The surgery itself, depending on whether they do fusion, rod or both can last from 4-8 hours. This terrifies me because David and anesthesia don't get along well. It does awful things to his body when he is under for more than an hour or so. So, that in and of itself makes me cringe right down to my toes. Then following surgery and post op, he will likely be in PICU (pediatric intensive care) for 3-5 days. He will then be moved to the general pediatric floor where he can stay anywhere from 5-7 days. It wasn't until today that I fully realized that I could be moved into Davids hospital room for almost two weeks...and NO....I won't be leaving his side. 

Then comes the fun part where we have to figure out how to get him and his fragile healing spine home. It terrifies me to think of having to get him in my (non handicap accessible) van, getting him home and then getting him out again.

Once home David will have another 6-8 weeks of recovery. Slowly he will be given the okay to first sit up, then sit in a chair and then move to his stander where we will have to stretch everything from his shoulders to his feet. Once we are there, then he will start water physical therapy. Water therapy is amazing stuff and he will have a PT in the water helping to strengthen him and getting him back to normal. From there he will go back to regular PT where he will work out on the Total Gym, ride his bike and get back into walking with his walker again. It is a long process which will entail a lot of pain, effort and fortitude and it is definitely not for the weak of spirit. Did I mention this all makes me cringe? 

March 1st, is the day we see David's orthopedic surgeon and get the plans underway for this surgery. Within a couple of days of the appointment, if not the day of, we should have a date set for the surgery and my brain will be mush until he is completely recovered.

Perhaps this whole house thing has been a blessing in the fact that it has gone a long way in keeping me focused on things other than David's surgery, although today, the surgery issue came back and hit me full force. It is scary and I wish that it was the only thing in my world currently that I had to worry about. Unfortunately, it is not and I can't help but be just a little angry thinking that I hope those who put us in this situation never have to go through what they are putting us through right now.
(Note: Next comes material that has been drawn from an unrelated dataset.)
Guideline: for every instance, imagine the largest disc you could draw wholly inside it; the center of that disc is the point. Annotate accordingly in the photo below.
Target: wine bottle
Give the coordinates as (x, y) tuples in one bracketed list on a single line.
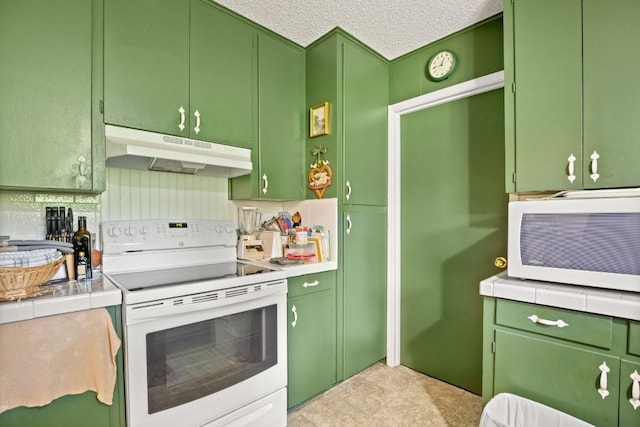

In the midst of all of this upcoming surgery, the Save David's Home effort remains in affect. Plans for a fundraiser on March 10th are well underway. We are still selling two designs of t-shirts. One design is on the top of this page and we still have our YouCaring, Carson Bank Donation account and our Paypal account working to get enough money to save David's Home.

The greatest miracle for me would be if David's home was safe and sound and worry free before this surgery so that nothing would distract from his surgery and recovery. It is my greatest prayer and again today, I ask you all to pray like crazy, to share my blogs, the Save David's Home facebook page, t-shirt page and donation pages. I know I'm asking a lot, but trust me, I will pay it forward for the rest of my life.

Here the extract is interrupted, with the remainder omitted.